Many of the cells were not actually neurons, but neural progenitors. These simple cells are intended to multiply and then mature into special brain cells, but in the mutant organoids, some part of this process had gone unintention.
Two key molecular signals that guide embryonic cells to multiply, mature into neurons, and migrate to the correct location in the brain have been revealed in a series of experiments.
Due to this dysregulation, neural progenitors did not multiply effectively and thus fewer cortical neurons were formed. The cells that matured into neurons were less excitable than normal and often remained clustered together instead of forming themselves into finely-tuned neural circuits.
This atypical cellular structure impeded the flow of neural activity in the mutated brain organoid, which, according to authors, would likely contribute to decreased cognition and motor function down the line.
We were surprised to see such major developmental challenges at all these different levels, and it left us wondering what we might do to help address them. Fabio Papes, PhD, an associate professor at the University of Campinas, and a visiting researcher at the University of San Diego School of Medicine, authored the first novel, Theodore MacDonald, which co-supervised the work with Muotri. Papes has a parent with Pitt-Hopkins Syndrome, which motivated him to studyTCF
Two different gene therapy therapies were tested for the recovery of functional gene in brain tissue. Both methods enhancedTCF4 levels, and in doing so, corrected Pitt-Hopkins Syndrome phenotypes at molecular, cellular, and electrophysiological levels.
According to Muotri, the fact that we can correct this one gene and the whole neural system, even at a functional level, is amazing.

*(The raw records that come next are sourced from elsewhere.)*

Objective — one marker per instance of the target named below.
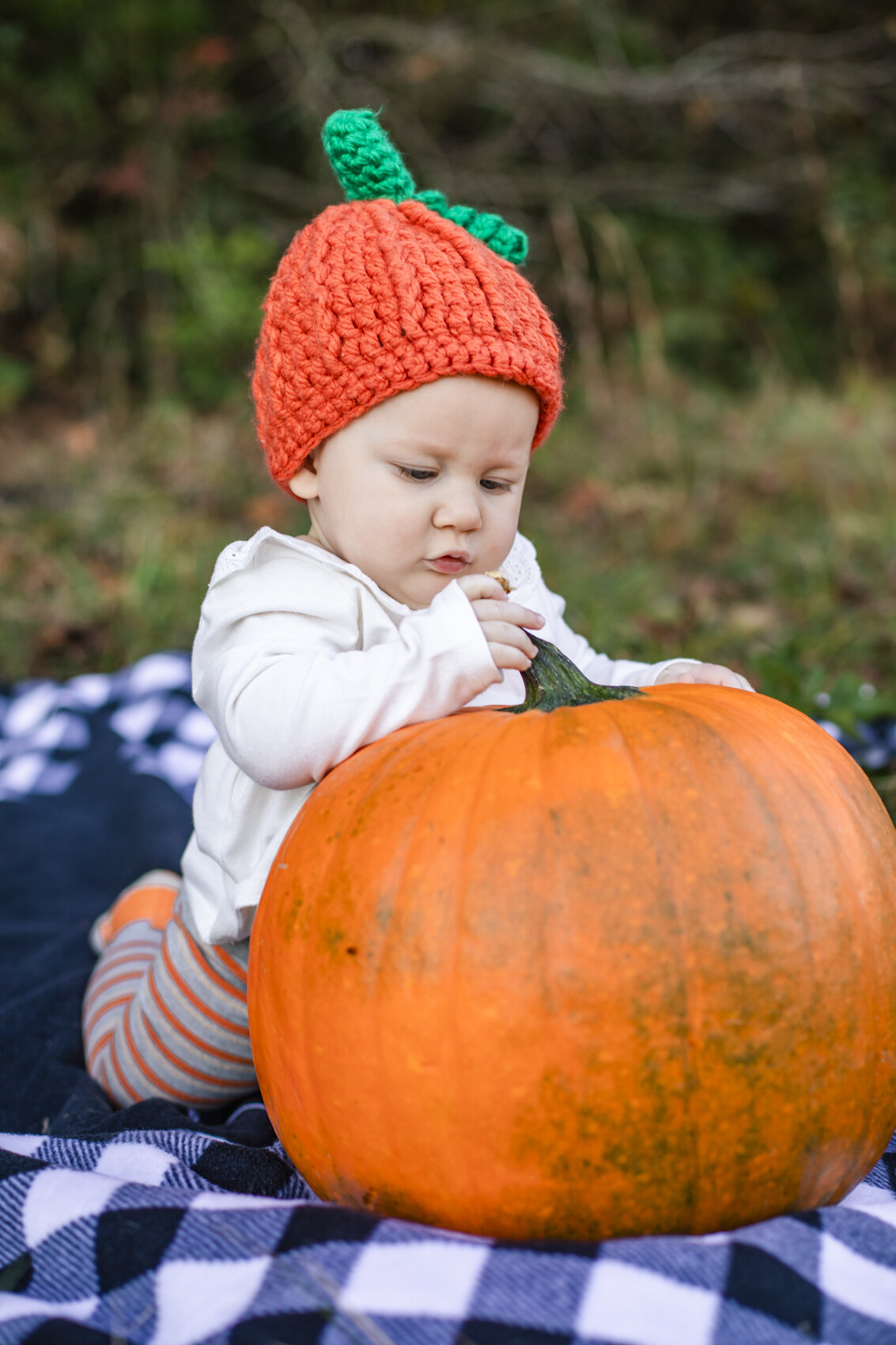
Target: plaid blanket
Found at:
(159, 1226)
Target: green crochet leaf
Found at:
(368, 167)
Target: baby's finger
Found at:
(514, 636)
(506, 657)
(482, 587)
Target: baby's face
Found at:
(425, 486)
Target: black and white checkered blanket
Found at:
(157, 1226)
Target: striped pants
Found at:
(164, 1016)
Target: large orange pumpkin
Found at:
(626, 968)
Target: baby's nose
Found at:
(459, 509)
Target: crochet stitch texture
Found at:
(378, 296)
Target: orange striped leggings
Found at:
(164, 1016)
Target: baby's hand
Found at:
(712, 672)
(502, 622)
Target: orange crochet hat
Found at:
(391, 290)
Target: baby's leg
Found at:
(164, 1016)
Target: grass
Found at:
(758, 533)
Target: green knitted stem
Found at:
(364, 157)
(554, 681)
(369, 167)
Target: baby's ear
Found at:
(304, 483)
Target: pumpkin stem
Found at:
(554, 680)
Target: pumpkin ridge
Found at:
(433, 733)
(498, 739)
(622, 716)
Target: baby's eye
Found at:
(418, 474)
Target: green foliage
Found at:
(214, 307)
(157, 151)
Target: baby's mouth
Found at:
(452, 563)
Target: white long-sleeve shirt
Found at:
(299, 661)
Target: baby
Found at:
(404, 376)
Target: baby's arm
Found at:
(504, 623)
(708, 672)
(291, 691)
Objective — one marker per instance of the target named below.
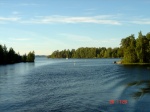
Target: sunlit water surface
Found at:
(73, 85)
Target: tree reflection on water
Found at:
(141, 91)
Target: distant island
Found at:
(10, 56)
(132, 51)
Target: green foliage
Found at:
(136, 50)
(87, 52)
(10, 56)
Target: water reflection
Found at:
(144, 88)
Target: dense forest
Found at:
(131, 50)
(10, 56)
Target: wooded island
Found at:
(10, 56)
(131, 50)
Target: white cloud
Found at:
(20, 39)
(90, 41)
(9, 19)
(142, 21)
(15, 12)
(103, 19)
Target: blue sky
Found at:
(48, 25)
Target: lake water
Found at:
(74, 85)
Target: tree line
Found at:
(131, 50)
(136, 50)
(88, 52)
(10, 56)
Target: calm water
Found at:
(73, 85)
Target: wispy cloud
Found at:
(102, 19)
(20, 39)
(86, 40)
(9, 19)
(27, 4)
(142, 21)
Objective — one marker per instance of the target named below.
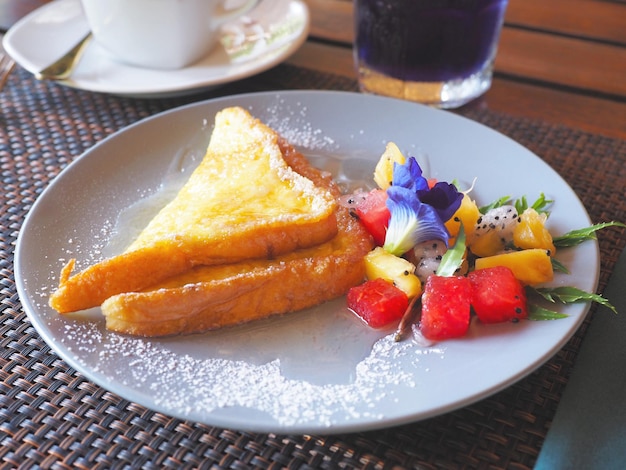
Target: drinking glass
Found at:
(436, 52)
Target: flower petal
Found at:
(443, 197)
(411, 222)
(409, 175)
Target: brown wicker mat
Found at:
(52, 417)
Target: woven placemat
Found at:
(52, 417)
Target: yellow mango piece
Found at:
(382, 264)
(532, 266)
(383, 173)
(467, 214)
(488, 244)
(531, 232)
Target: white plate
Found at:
(317, 371)
(267, 36)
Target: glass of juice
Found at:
(436, 52)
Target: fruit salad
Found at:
(441, 259)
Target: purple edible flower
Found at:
(418, 212)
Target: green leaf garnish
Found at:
(453, 258)
(537, 313)
(576, 237)
(557, 266)
(569, 295)
(540, 205)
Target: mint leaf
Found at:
(569, 295)
(537, 313)
(541, 204)
(576, 237)
(557, 266)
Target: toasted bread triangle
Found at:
(211, 297)
(242, 202)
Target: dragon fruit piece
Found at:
(494, 230)
(426, 256)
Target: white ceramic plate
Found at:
(316, 371)
(267, 36)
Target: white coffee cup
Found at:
(161, 34)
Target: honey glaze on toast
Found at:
(243, 202)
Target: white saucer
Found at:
(267, 36)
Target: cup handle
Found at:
(222, 15)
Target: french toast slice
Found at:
(212, 297)
(244, 201)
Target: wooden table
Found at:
(559, 60)
(559, 89)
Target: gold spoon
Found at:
(64, 66)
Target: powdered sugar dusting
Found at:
(189, 385)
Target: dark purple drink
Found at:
(426, 40)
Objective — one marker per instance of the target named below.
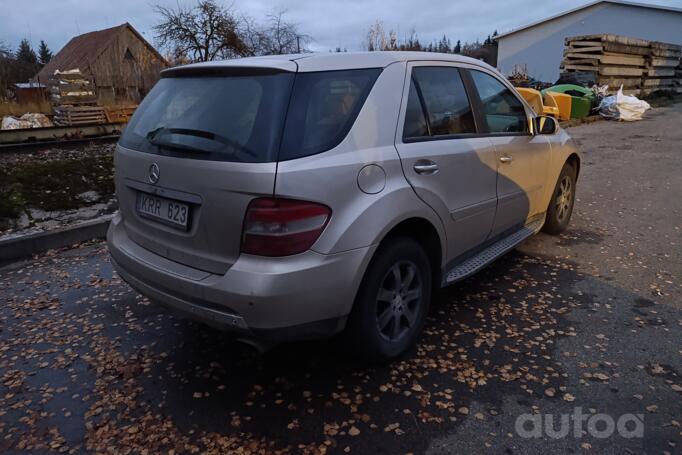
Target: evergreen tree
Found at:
(44, 53)
(25, 53)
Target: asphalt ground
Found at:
(582, 331)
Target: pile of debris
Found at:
(640, 66)
(74, 99)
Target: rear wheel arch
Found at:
(426, 235)
(574, 160)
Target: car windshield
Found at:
(228, 118)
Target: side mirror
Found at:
(545, 125)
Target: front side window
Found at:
(502, 110)
(442, 95)
(323, 108)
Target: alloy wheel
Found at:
(398, 301)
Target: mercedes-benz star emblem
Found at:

Muotri says that these genetic injections took place at a prenatal stage of brain development, whereas children would receive their diagnosis and treatment a few years later. Therefore, clinical trials must first confirm whether a later intervention is still safe and effective. The team is currently developing their recently licensed gene therapy tools in preparation for such a trial, in which spinal injections of the genetic vector might hopefully help restore TCF4 function in the brain.
Muotri claims that improvements in motor-cognitive function and quality of life would be worthwhile for these children and their families.
"What we do with this research is that these researchers are going beyond the lab and making these findings clinically accessible; that''s a true measure of what well-practiced science can do to hopefully change human lives for the better."